The offering is expected to close on or about Wednesday, October 30, 2024 and is subject to certain closing conditions including approval by the Toronto Stock Exchange.
The Class A Shares were offered at a price of $12.90 per Class A Share to yield 12.1% and the Preferred Shares were offered at a price of $10.10 per Preferred Share to yield 4.4% to maturity. The Class A Share and Preferred Share offering prices were determined so as to be non-dilutive to the most recently calculated net asset value per unit of the Company (calculated as at October 22, 2024), as adjusted for dividends and certain expenses to be accrued prior to or upon settlement of the offering.

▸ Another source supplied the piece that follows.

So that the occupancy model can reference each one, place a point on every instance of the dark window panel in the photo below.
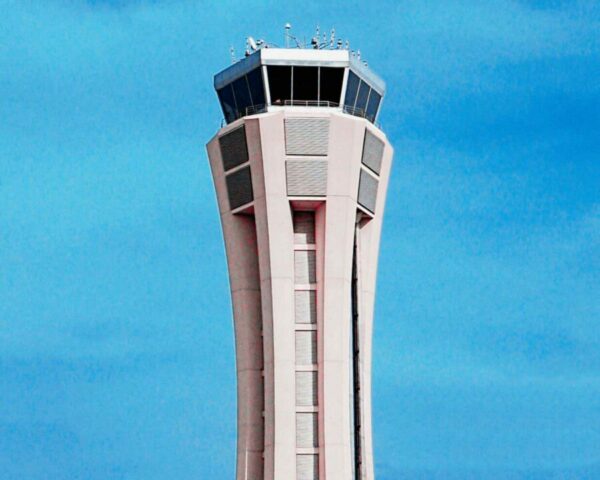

The Company has been designed to provide investors with a diversified, actively managed, high conviction portfolio comprised of securities of leading North American real estate companies.
The Company’s investment objectives for the:
Class A Shares are to provide holders with:
(i) non-cumulative monthly cash distributions; and
(ii) the opportunity for capital appreciation through exposure to the portfolio
Preferred Shares are to:
(i) provide holders with fixed cumulative preferential quarterly cash distributions; and
(ii) return the original issue price of $10.00 to holders upon maturity.
Middlefield Capital Corporation provides investment management advice to the Company.
The syndicate of agents for the offering was co-led by CIBC Capital Markets, RBC Capital Markets, and Scotiabank, and included Canaccord Genuity Corp., Hampton Securities Limited, National Bank Financial Inc., BMO Nesbitt Burns Inc., iA Private Wealth Inc., Raymond James Ltd., Manulife Wealth Inc., Ventum Financial Corp., Wellington-Altus Private Wealth Inc., Desjardins Securities Inc., and Research Capital Corporation.
For further information, please visit our website at www.middlefield.com or contact Nancy Tham in our Sales and Marketing Department at 1.888.890.1868.
A short form base shelf prospectus containing important detailed information about the securities being offered has been filed with securities commissions or similar authorities in each of the provinces and territories of Canada. Copies of the short form base shelf prospectus may be obtained from a member of the syndicate. The Company intends to file a supplement to the short form base shelf prospectus, and investors should read the short form base shelf prospectus and the prospectus supplement before making an investment decision. There will not be any sale or any acceptance of an offer to buy the securities being offered until the prospectus supplement has been filed with the securities commissions or similar authorities in each of the provinces and territories of Canada.